If you use a car for surveying, these are pretty much a no-brainer.

GPS enabled cameras

There are devices, for example the Garmin Virb Elite which record Video and GPX tracks. The pictures can be processed via this script to geotagged pictures:


There are different approaches which/how many cam(s) to use and how to mount it:

If used in a vehicle, it is most convenient to install the camera at a fixed location; the drawback is that it will not see everything. Professional mappers use multiple cameras to compensate for this: e.g. one pointing straight forward, one pointing forward at an angle towards the "near" side of the road (the side that the vehicle is driving on), one pointing to each side and one pointing backwards at an angle towards the "far" side of the road (this allows capturing of traffic signs for the opposite direction). With cheap webcams, this may also be an option for a nonprofessional mapper.

compare directions
pros cons
front traffic signs
road structure
shop labels parallel to road
bad georeference
front trav. side plus parallel shop labels fast
less road structure
front trav. opposide plus parallel shop labels less road structure
side good georeference less overview
very fast
might miss traffic signs
opposide good georeference less overview
might miss traffic signs
back trav. side traffic signs only from back
back trav. opposide traffic signs only from back

compare vehicles
speed stability details hidden details power supply danger/legal issues
walking ++ + - -- + +
cycling ++ ++ + - + -
Motorcycle --
car + ++ - ++ +
bus + - + + - -
bus(double) ++ + ++ ++ - -
tram + + + - - -
train -- + -- + + -

Car setup with a video camera

Videomapping setup in car, view from inside
Videomapping setup in car, view from outside

Placing a tripod in a car is not always an option, especially when traveling with large amounts of baggage or passengers in the back.
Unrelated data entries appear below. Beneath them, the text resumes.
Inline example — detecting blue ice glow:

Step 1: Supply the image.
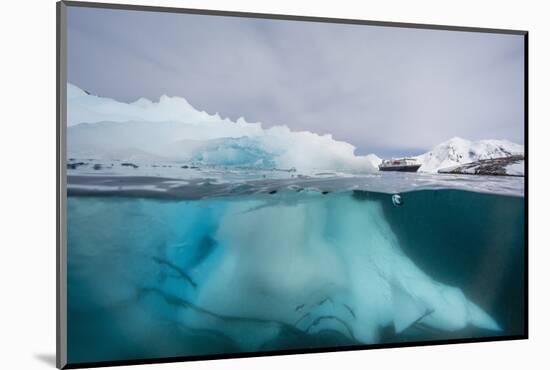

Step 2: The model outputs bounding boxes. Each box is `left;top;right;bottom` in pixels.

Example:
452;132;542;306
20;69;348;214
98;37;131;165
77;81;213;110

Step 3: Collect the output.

A mini-tripod on the dash is not recommended as it is unstable and easily falls over in sharp turns. There are a few workarounds:

The camera sits right in front of the windshield, on top of the ventilation grille. It is held in place by a piece of wire (obtained from a wire hanger, the classic material source for all kinds of kludges), bent to fit around the camera and covered with a piece of heat-shrink tube to avoid scratching the camera case. The wire is U-shaped; cut it to length so that it will go down into the ventilation grille as deeply as possible. The clip prevents the camera from sliding around on the dash and, to an extent, prevents it from falling over sideways. This setup has survived a rather speedy drive on a curvy mountain road, so it should be stable. The clip goes through the hand loop of the camera, this and the open display prevent the camera from sliding out.

Test results are OK, the windshield wiper may obstruct some of the bottom of the picture. It might help (untested so far) to raise the camera a bit - possibly just the front part, this will additionally give the camera a better view of overhead signs on the highway.
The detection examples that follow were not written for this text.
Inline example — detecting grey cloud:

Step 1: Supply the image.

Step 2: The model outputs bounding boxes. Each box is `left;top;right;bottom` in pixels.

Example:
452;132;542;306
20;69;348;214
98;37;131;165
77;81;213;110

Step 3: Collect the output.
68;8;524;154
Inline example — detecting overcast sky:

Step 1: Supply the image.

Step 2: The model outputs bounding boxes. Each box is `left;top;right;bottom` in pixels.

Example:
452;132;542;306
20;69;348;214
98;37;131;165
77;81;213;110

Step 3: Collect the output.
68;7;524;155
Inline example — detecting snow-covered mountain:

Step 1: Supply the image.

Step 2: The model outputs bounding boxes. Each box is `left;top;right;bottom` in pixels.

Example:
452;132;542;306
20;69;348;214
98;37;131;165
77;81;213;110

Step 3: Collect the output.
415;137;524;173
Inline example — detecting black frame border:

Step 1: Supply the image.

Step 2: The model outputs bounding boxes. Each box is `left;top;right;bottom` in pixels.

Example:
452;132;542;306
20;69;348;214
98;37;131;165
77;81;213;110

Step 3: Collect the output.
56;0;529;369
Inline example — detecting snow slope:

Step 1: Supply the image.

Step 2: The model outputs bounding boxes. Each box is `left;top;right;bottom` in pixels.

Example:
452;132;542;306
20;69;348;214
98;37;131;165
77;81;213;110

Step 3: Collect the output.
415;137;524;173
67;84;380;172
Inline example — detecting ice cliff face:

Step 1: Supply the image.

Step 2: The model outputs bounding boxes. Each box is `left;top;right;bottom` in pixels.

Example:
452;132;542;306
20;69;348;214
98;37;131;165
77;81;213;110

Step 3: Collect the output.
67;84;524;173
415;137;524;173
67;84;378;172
Alternatively, the camera can be hung from one of the sunshades by a flexible mini-tripod. This way, it can't fall over, and vibrations are partly damped. The image can be easily turned back upright using software.
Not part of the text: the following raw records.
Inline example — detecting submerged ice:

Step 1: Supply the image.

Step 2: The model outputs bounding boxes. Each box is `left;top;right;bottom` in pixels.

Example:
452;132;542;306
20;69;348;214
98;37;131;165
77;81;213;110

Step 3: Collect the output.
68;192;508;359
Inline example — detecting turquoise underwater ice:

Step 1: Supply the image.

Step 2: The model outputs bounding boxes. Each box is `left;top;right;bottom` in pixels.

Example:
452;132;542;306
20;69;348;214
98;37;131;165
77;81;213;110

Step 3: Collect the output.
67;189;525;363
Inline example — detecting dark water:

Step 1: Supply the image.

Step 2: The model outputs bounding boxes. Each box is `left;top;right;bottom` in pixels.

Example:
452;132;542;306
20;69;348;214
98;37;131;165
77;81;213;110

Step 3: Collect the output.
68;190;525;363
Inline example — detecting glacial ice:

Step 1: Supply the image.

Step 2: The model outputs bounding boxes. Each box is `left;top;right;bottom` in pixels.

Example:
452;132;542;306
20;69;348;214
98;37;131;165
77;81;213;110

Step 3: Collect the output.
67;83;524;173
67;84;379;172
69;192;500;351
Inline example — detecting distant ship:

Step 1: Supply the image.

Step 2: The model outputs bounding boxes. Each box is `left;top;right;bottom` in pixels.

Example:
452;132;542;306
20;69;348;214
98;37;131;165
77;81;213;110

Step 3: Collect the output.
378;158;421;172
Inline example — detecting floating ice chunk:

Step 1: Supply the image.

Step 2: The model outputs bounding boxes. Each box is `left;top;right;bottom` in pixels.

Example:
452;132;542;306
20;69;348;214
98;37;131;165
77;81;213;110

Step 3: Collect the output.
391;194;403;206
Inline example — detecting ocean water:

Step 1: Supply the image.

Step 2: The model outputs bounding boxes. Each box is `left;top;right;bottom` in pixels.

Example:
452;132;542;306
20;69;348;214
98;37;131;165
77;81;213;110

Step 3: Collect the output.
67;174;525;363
Vibrations may be a problem on bad roads. If your camera has a picture stabilizer, use that; also look into ways to absorb vibrations.

Power supply The battery of the camera may be insufficient for longer trips; it is worth looking into an external power supply. If you can get a car power supply for your camera, get that. Another approach would be a 220V power inverter hooked up to a 12V outlet in the car (preferably one that is switched off with the ignition, to avoid draining the car battery) which powers the normal power supply for the camera. Power inverters can be picked up for less than € 20 at electronics retailers.

USB power supplies may be problematic as the power consumption of a video camera may be above the 500 mA limit of a real USB port. However, if you are going to use a simple power adapter without any control logic (hence not a real USB power supply, just a power supply that happens to have a USB connector), check the rating of that; if it matches or exceeds that of your camera's power supply, you should be fine.

Car setup with webcams


  • don't move the cam to fast, take your time to record the objects
  • you can 'point' to interesting objects!
  • after ~15min a camcorder becomes to heavy, think about a body mounted wikipedia:steady cam tripod (build your own)
  • takes a lot of time for a small area, good for high density where you can't use a bike (pedestrian area, city market place,....)


Videomapping bike setup with tripod mounted at a hiking knapsack
  • carrying in hand is NOT RECOMMEND for own security! Think about to mount your cam carefully, or you might hit others!
  • mounted tripod works fine
  • very good for max area/time especially for high density areas
  • cam can be adjusted to film buildings and housenumbers
  • second person for setup is recommend
  • cobblestone is very bad

See also: Mapping bike Frida V


  • no experiences


Side view from a two floor bus
  • heavy accelerations possible -> hold your tripod still
  • heavy vibrations possible -> blurred Image!
  • difficult to get a place in front
  • second floor is perfect! You will have no hidden objects and a real good overview!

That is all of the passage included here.